AISB miscellaneous Bulletin Item

NEW JOURNAL: Biologically inspired cognitive architectures

http://www.elsevier.com/wps/find/journaldescription.cws_home/727718/description

The focus of the journal is on the integration of many research efforts in addressing the challenge
of creating a real-life computational equivalent of the human mind.
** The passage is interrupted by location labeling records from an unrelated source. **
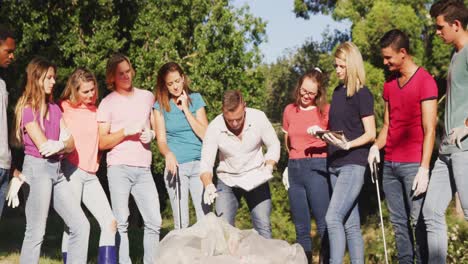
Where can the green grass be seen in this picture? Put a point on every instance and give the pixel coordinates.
(13, 222)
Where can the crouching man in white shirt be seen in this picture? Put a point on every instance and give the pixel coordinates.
(239, 134)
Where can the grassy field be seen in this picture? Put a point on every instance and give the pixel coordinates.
(13, 222)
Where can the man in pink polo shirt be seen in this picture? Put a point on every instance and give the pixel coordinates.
(408, 135)
(124, 129)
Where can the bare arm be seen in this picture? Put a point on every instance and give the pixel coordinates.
(198, 123)
(429, 121)
(160, 129)
(286, 141)
(208, 156)
(369, 132)
(382, 138)
(109, 140)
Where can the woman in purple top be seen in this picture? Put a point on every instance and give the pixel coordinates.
(40, 129)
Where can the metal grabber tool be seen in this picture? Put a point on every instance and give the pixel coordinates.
(375, 179)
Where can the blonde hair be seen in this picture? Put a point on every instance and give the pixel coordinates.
(111, 67)
(161, 92)
(79, 76)
(320, 100)
(33, 96)
(355, 74)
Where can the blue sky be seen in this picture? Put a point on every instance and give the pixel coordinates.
(284, 30)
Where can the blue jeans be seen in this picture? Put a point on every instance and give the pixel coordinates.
(189, 173)
(448, 176)
(4, 176)
(45, 180)
(87, 189)
(258, 201)
(138, 181)
(343, 221)
(405, 211)
(308, 194)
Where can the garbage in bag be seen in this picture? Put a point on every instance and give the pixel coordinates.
(213, 241)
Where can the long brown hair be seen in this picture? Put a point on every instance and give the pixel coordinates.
(320, 100)
(79, 75)
(111, 67)
(33, 96)
(161, 92)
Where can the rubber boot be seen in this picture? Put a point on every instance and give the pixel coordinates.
(107, 255)
(309, 257)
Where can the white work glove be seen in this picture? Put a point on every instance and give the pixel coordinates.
(457, 134)
(146, 136)
(13, 188)
(341, 143)
(210, 194)
(421, 181)
(374, 155)
(313, 130)
(132, 130)
(286, 178)
(51, 147)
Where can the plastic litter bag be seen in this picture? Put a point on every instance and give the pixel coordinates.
(213, 241)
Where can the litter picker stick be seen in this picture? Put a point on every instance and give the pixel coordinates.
(375, 179)
(177, 179)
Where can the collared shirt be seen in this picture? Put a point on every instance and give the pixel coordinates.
(239, 159)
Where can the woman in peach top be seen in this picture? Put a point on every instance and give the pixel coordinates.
(80, 166)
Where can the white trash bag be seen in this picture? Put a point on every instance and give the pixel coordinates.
(213, 241)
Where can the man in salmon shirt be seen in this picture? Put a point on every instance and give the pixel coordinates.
(7, 48)
(124, 129)
(408, 134)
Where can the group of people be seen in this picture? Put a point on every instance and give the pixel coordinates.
(329, 147)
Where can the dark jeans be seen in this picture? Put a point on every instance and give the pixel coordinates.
(405, 211)
(309, 193)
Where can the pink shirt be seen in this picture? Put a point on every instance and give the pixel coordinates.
(51, 128)
(81, 123)
(120, 111)
(405, 132)
(295, 123)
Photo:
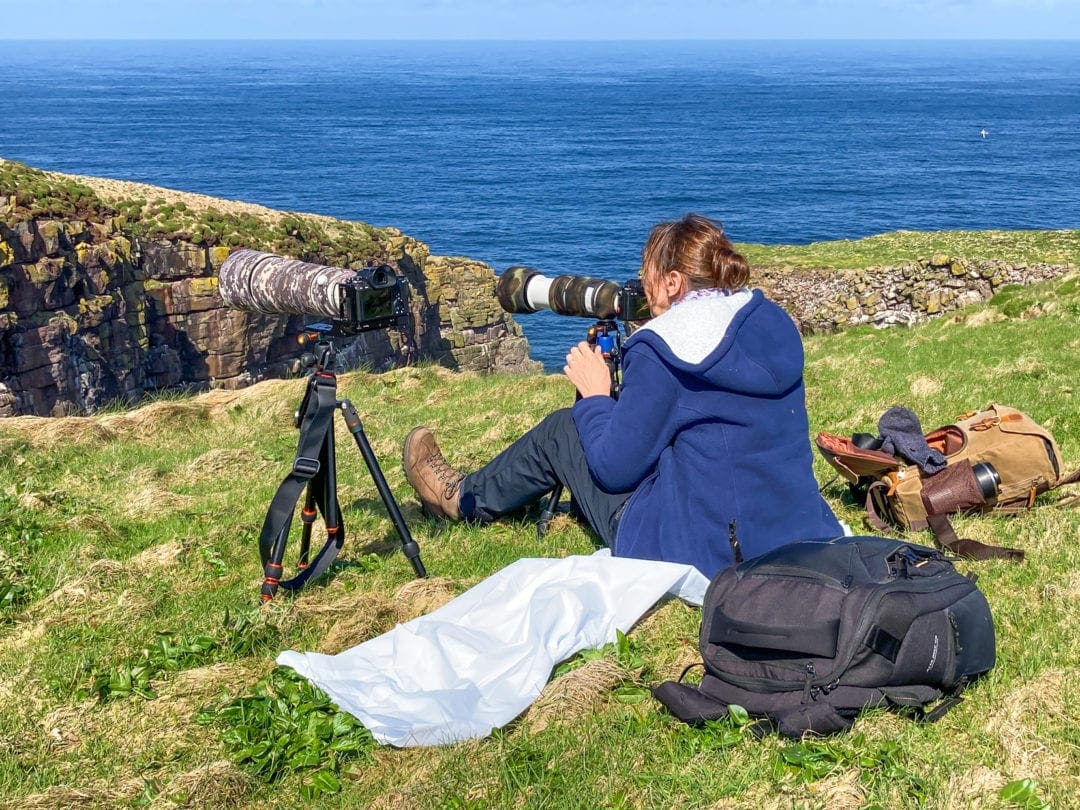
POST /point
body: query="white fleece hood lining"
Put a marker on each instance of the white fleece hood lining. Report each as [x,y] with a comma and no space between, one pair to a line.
[693,328]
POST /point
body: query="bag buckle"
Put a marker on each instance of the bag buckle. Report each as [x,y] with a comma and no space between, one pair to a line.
[306,467]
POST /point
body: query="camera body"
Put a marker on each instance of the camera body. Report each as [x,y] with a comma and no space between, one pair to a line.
[373,298]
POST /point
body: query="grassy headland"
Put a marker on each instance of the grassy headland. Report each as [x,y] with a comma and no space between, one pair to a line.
[137,667]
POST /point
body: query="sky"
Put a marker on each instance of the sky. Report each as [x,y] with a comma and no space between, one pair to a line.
[541,19]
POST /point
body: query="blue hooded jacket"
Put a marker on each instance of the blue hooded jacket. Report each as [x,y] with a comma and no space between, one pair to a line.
[712,434]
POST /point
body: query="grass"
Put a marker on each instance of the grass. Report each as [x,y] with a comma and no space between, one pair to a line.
[900,247]
[138,670]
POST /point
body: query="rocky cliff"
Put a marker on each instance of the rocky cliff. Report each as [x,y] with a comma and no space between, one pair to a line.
[825,299]
[108,292]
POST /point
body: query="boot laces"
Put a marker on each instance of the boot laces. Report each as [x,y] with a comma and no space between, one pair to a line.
[446,474]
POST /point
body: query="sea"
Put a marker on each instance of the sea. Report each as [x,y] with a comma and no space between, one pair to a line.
[561,156]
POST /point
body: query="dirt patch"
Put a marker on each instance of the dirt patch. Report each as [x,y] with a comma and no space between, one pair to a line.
[149,500]
[221,463]
[840,792]
[100,794]
[574,694]
[111,190]
[1051,698]
[217,784]
[158,417]
[926,387]
[164,555]
[46,432]
[420,596]
[977,786]
[362,618]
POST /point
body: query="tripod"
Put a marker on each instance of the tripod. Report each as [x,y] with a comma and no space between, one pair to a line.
[605,334]
[315,469]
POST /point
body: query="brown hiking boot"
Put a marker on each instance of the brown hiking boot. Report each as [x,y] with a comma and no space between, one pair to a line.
[434,481]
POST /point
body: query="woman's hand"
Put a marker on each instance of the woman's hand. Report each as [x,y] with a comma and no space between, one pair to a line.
[588,370]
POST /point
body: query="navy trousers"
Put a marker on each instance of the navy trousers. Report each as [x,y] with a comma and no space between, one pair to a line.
[523,473]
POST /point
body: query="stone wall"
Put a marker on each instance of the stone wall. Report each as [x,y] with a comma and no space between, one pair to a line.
[92,314]
[823,299]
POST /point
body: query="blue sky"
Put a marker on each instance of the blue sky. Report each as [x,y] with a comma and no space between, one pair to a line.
[404,19]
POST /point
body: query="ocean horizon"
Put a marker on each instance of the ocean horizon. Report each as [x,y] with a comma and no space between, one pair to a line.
[561,154]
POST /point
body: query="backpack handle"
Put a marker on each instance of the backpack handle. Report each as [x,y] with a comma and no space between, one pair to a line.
[815,639]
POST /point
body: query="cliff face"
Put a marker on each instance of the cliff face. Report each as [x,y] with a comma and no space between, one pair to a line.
[824,299]
[106,298]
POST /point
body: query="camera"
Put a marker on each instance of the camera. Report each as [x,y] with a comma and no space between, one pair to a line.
[523,289]
[354,300]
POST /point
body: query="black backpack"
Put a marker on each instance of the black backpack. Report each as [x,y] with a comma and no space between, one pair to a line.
[811,633]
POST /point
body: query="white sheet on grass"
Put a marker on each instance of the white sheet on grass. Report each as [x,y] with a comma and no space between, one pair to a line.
[478,661]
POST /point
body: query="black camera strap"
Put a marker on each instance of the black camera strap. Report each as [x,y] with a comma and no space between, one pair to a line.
[311,469]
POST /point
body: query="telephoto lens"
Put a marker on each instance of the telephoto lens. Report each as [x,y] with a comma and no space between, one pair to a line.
[522,289]
[262,282]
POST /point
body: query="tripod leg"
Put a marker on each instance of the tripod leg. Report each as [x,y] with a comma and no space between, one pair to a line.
[549,511]
[409,547]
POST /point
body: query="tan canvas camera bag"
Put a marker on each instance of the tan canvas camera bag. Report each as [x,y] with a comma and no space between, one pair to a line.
[998,459]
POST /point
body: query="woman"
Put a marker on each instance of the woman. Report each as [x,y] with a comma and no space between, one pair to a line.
[704,458]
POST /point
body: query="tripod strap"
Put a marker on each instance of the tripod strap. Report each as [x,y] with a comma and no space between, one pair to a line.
[309,468]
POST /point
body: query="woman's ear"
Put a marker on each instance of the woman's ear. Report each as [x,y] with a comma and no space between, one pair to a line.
[675,284]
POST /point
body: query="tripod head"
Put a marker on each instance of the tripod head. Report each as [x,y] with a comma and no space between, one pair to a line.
[605,334]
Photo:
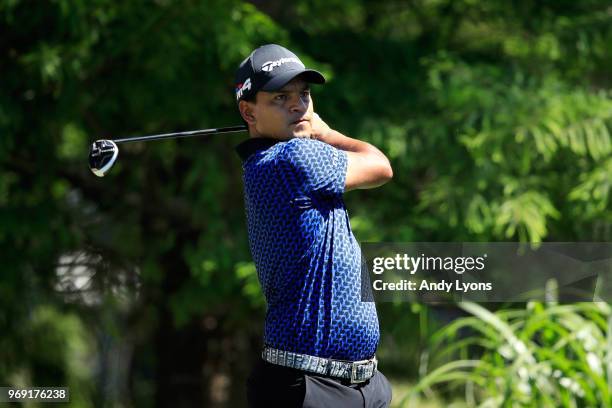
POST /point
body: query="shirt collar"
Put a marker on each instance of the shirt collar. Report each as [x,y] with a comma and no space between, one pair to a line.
[253,144]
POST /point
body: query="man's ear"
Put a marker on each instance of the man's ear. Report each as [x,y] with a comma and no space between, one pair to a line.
[246,111]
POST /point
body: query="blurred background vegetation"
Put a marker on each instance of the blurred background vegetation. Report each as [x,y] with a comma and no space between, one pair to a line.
[138,289]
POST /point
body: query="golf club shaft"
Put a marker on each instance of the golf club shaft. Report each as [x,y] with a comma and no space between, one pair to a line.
[229,129]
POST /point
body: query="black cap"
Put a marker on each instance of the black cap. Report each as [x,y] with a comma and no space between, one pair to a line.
[269,68]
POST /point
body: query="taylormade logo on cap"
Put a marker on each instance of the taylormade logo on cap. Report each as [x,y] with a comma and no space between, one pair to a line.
[268,69]
[270,65]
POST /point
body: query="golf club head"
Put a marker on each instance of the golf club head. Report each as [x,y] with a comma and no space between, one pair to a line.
[102,156]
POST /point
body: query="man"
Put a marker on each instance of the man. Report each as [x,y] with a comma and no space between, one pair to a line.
[319,337]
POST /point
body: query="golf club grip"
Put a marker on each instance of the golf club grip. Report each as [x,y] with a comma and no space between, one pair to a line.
[229,129]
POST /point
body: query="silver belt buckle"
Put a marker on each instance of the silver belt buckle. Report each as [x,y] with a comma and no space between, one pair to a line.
[354,379]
Therefore, the journal 
publishes on the multidisciplinary study of cognitive architectures found in vivo and in silico.

To help foster a wider understanding, at a computational level, of how natural intelligent systems 
develop their cognitive, metacognitive, and learning functions, the journal will promote the 
overarching goal of creating one unifying widespread framework for the computational modeling of 
biologically inspired cognitive architectures.

The scope includes (but is not limited to): Cognitive science, with a focus on higher cognitive 
functions and their cognitive architecture models: including autonomous cognition and metacognition,
imagery, sensemaking, meta-learning, self-regulated learning, life-long learning and cognitive 
growth, "critical mass" of a learner, models of creativity, affects, emotions and feelings, 
emotional competence, social cognition, the self, human-like episodic memory, language perception, 
processing, production, acquisition, and development; Computer science and engineering, with a 
focus on human-like artificial intelligence: cognitive architectures, virtual and physical 
cognitive robotics, synthetic characters, bootstrapped and human-like learning, human-computer 
interface, vision, computational linguistics, intelligent tutoring systems; Neuroscience, with a 
focus on higher cognition and learning: system-level computational neuroscience, cognitive 
neuroscience, models of the neural substrates of semantic and episodic memory and awareness, 
agency, emotions and feelings, theory of mind and social cognition, language, imagery, voluntary 
control, goal and value systems, spatial cognition, etc.

Contributions to the journal should include a cognitive architecture element and an element of 
biological inspiration, the latter understood broadly (e.g., inspiration by the human cognition). 
Both mature and new cutting edge research are welcomed, provided they have a strong emphasis on 
concrete empirical or theoretical studies. Submissions of a purely philosophical nature are 
discouraged and will be redirected elsewhere.